Assim, por meio da Orientação Conjunta da DGS/DGEstE/ISS (1.º anexo) é definido o Programa de rastreios laboratoriais para a SARS-COV-2 nas creches e estabelecimentos de educação e ensino, através da utilização de testes rápidos de antigénio. Neste contexto, considerando o plano de regresso, faseado, às atividades educativas/letivas presenciais, e com vista à preparação da próxima fase de testagens (19 a 23 de abril) informa-se V.ª Ex.ª do seguinte:

  1. Período de testagem

19-23 de abril

  1. Universos a testar
  2. A totalidade dos alunos, pessoal docente e pessoal não docente do ensino secundário, de todos os concelhos de Portugal continental (serão testados o pessoal docente e o pessoal não docente que estão afetos, exclusivamente, ao ensino secundário/oferta de adultos. O pessoal docente e pessoal não docente afetos, simultaneamente, ao 3.º ciclo do ensino básico e ensino secundário não serão alvo de testagens nesta fase, uma vez que foram testados entre 5 e 9 de abril);
  3. A totalidade de pessoal docente e pessoal não docente dos 2.º e 3.º ciclos do ensino básico, apenas nos concelhos de Portugal continental com um nível de incidência de casos positivos acima de 120/100.000 habitantes (a lista de concelhos que se encontram nesta situação à data de hoje figura no fim deste email);
  4. Manteremos a flexibilidade de 15 testes relativamente ao previsto, também nesta fase. Além desse número, só com validação dos Senhores Delegados Regionais de Educação;
  5. A realização dos testes será efetuada pelo mesmo Laboratório que, para o efeito, entrará em contacto com esse AE/ENA, a fim de organizar a operacionalização das testagens, nomeadamente, a calendarização e a preparação dos espaços que devem estar de acordo com a Informação Técnica em anexo (2.º anexo). Quanto à calendarização, o processo decorrerá no número de dias necessário (no período acima indicado) para a testagem de todas as pessoas;
  6. De acordo com informação prestada pela DGS, todos os vacinados serão igualmente testados;
  7. No caso dos Agrupamentos de Escolas, sempre que o universo a testar assim o permita, a operação de testagem decorrerá apenas na escola sede.

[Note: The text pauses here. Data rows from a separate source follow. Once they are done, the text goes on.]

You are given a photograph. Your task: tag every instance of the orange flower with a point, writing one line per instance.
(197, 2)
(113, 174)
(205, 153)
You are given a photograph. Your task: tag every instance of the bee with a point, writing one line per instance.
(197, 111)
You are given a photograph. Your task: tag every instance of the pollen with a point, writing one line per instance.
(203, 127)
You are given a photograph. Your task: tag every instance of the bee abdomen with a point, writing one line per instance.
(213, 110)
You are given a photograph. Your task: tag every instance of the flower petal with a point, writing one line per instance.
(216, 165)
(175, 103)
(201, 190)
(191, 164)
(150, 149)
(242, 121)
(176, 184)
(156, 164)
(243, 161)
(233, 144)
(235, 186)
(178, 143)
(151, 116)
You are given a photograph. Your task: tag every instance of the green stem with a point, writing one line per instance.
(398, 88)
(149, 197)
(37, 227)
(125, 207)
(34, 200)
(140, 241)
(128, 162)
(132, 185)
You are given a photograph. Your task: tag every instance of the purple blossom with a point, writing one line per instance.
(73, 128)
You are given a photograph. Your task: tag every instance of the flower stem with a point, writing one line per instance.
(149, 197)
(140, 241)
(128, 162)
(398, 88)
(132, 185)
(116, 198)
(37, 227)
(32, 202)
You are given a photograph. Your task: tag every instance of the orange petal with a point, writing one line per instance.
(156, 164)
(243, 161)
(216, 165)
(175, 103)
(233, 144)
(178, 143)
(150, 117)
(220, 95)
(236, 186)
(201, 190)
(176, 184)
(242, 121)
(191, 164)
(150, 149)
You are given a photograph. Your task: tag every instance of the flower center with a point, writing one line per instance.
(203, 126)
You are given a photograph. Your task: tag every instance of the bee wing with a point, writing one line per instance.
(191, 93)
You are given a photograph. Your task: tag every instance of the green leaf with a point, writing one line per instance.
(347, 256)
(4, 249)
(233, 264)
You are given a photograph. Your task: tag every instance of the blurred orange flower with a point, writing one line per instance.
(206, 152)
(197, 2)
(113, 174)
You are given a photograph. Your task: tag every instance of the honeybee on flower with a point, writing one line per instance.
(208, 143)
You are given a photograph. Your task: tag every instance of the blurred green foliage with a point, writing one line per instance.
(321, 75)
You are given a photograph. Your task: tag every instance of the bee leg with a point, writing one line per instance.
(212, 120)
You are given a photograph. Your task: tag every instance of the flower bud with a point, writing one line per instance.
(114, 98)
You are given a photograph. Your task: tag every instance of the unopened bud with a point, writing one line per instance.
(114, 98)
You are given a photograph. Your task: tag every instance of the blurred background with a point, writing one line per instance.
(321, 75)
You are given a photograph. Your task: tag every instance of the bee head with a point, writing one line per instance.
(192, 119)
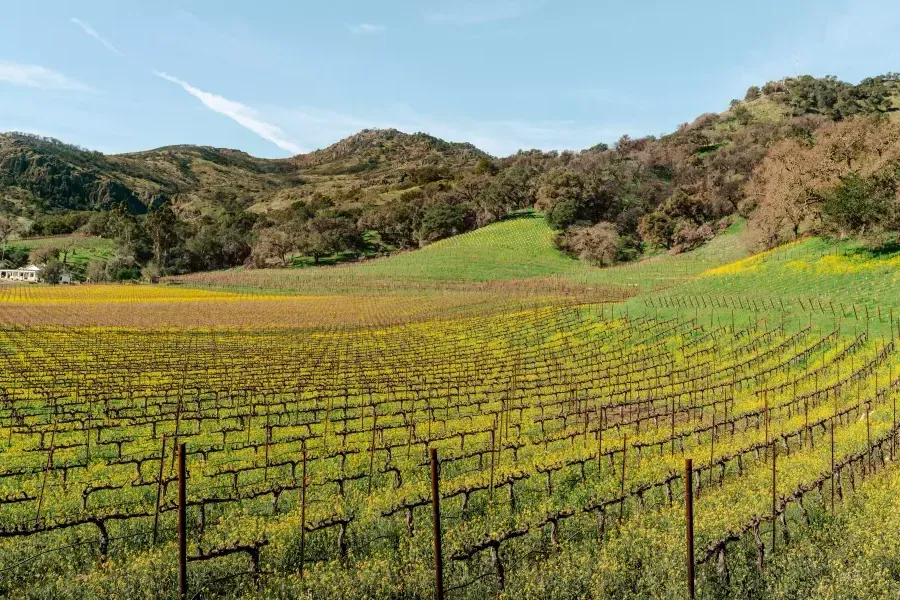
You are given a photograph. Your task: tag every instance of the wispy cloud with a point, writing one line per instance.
(38, 77)
(366, 28)
(485, 11)
(93, 33)
(242, 114)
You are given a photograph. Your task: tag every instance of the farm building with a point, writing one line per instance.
(30, 273)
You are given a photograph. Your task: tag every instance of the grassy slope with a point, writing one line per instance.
(83, 249)
(515, 250)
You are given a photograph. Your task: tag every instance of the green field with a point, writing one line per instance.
(518, 249)
(562, 425)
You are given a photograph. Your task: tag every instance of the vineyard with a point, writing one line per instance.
(292, 436)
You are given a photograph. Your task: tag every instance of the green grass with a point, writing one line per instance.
(814, 281)
(517, 250)
(82, 249)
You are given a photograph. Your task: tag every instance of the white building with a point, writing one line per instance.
(31, 273)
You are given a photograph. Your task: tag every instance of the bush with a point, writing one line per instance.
(598, 244)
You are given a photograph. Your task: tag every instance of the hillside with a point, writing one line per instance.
(44, 175)
(518, 251)
(383, 192)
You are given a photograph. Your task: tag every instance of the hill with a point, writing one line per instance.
(45, 175)
(518, 251)
(383, 191)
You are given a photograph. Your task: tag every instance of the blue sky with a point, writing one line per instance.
(275, 78)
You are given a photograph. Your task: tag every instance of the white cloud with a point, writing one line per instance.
(366, 28)
(484, 11)
(242, 114)
(38, 77)
(93, 33)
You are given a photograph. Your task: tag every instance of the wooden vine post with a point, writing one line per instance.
(774, 495)
(622, 484)
(832, 465)
(436, 511)
(689, 520)
(182, 525)
(162, 461)
(303, 513)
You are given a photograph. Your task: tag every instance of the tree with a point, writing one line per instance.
(324, 236)
(164, 229)
(42, 256)
(485, 166)
(52, 271)
(859, 206)
(274, 243)
(443, 220)
(597, 244)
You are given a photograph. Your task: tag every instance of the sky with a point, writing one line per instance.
(278, 78)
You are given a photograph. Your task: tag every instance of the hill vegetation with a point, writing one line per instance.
(798, 156)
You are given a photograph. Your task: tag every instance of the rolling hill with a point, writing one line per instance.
(44, 175)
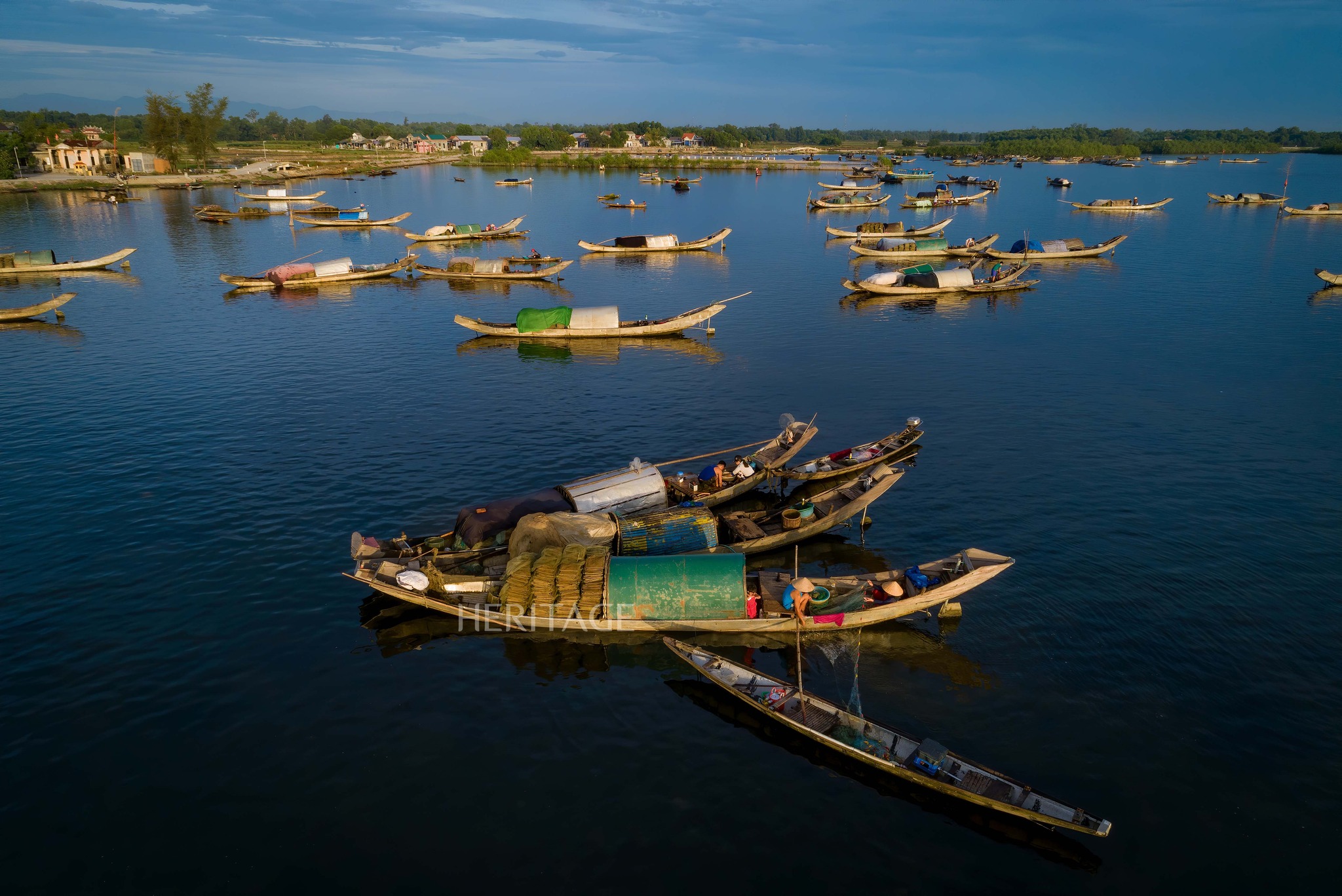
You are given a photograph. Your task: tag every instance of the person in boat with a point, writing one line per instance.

Isso não obsta a que, havendo acordo entre o laboratório e as escolas, se possa organizar de outra forma e noutro local, uma vez que essa flexibilidade pode corresponder a uma economia de esforços para ambas as partes;
  8. Solicita-se a Vossa melhor colaboração na organização deste processo, nomeadamente no que respeita à definição dos grupos de pessoas e horários, de modo a regular o fluxo/número de pessoas a testar, de acordo com as normas gerais de segurança indicadas pela DGS, garantindo o normal funcionamento da Escola, evitando ajuntamentos e acautelando, ainda, que as atividades educativas/letivas ficam asseguradas para as crianças/alunos, bem como tudo o que tenha a ver com os consentimentos, tal como preconizado na orientação conjunta, Anexo 1. Uma vez que este é o primeiro momento em que vamos realizar testes a alunos, ganha especial importância a preparação atempada dos consentimentos para todos os alunos do ensino secundário. As escolas deverão garantir que todo aquele que se apresente para testagem tem o seu consentimento devidamente formalizado (não carecendo de impressão. Pode estar apenas em formato digital, devidamente arquivado pela escola).
  9. A Ficha de Monitorização deve ser preenchida pela escola com colaboração do laboratório, mas não é necessário qualquer carimbo;
  10. O AE/ENA deve garantir um número mínimo de funcionários que orientem e apoiem a operação, coordenado necessariamente por um elemento da direção.
  11. Durante o dia de hoje receberão um link para validarem/corrigirem a lista com os dados dos alunos a serem testados, dados estes já pré-preenchidos. Apenas será necessária a Vossa intervenção nos casos em que falte algum dado (o que estará devidamente sinalizado) ou em que seja necessário corrigir alguma das informações. Também poderão acrescentar os dados de aluno(s) cuja transferência tenha sido muito recente e que por esse motivo ainda não figurem na lista que disponibilizaremos.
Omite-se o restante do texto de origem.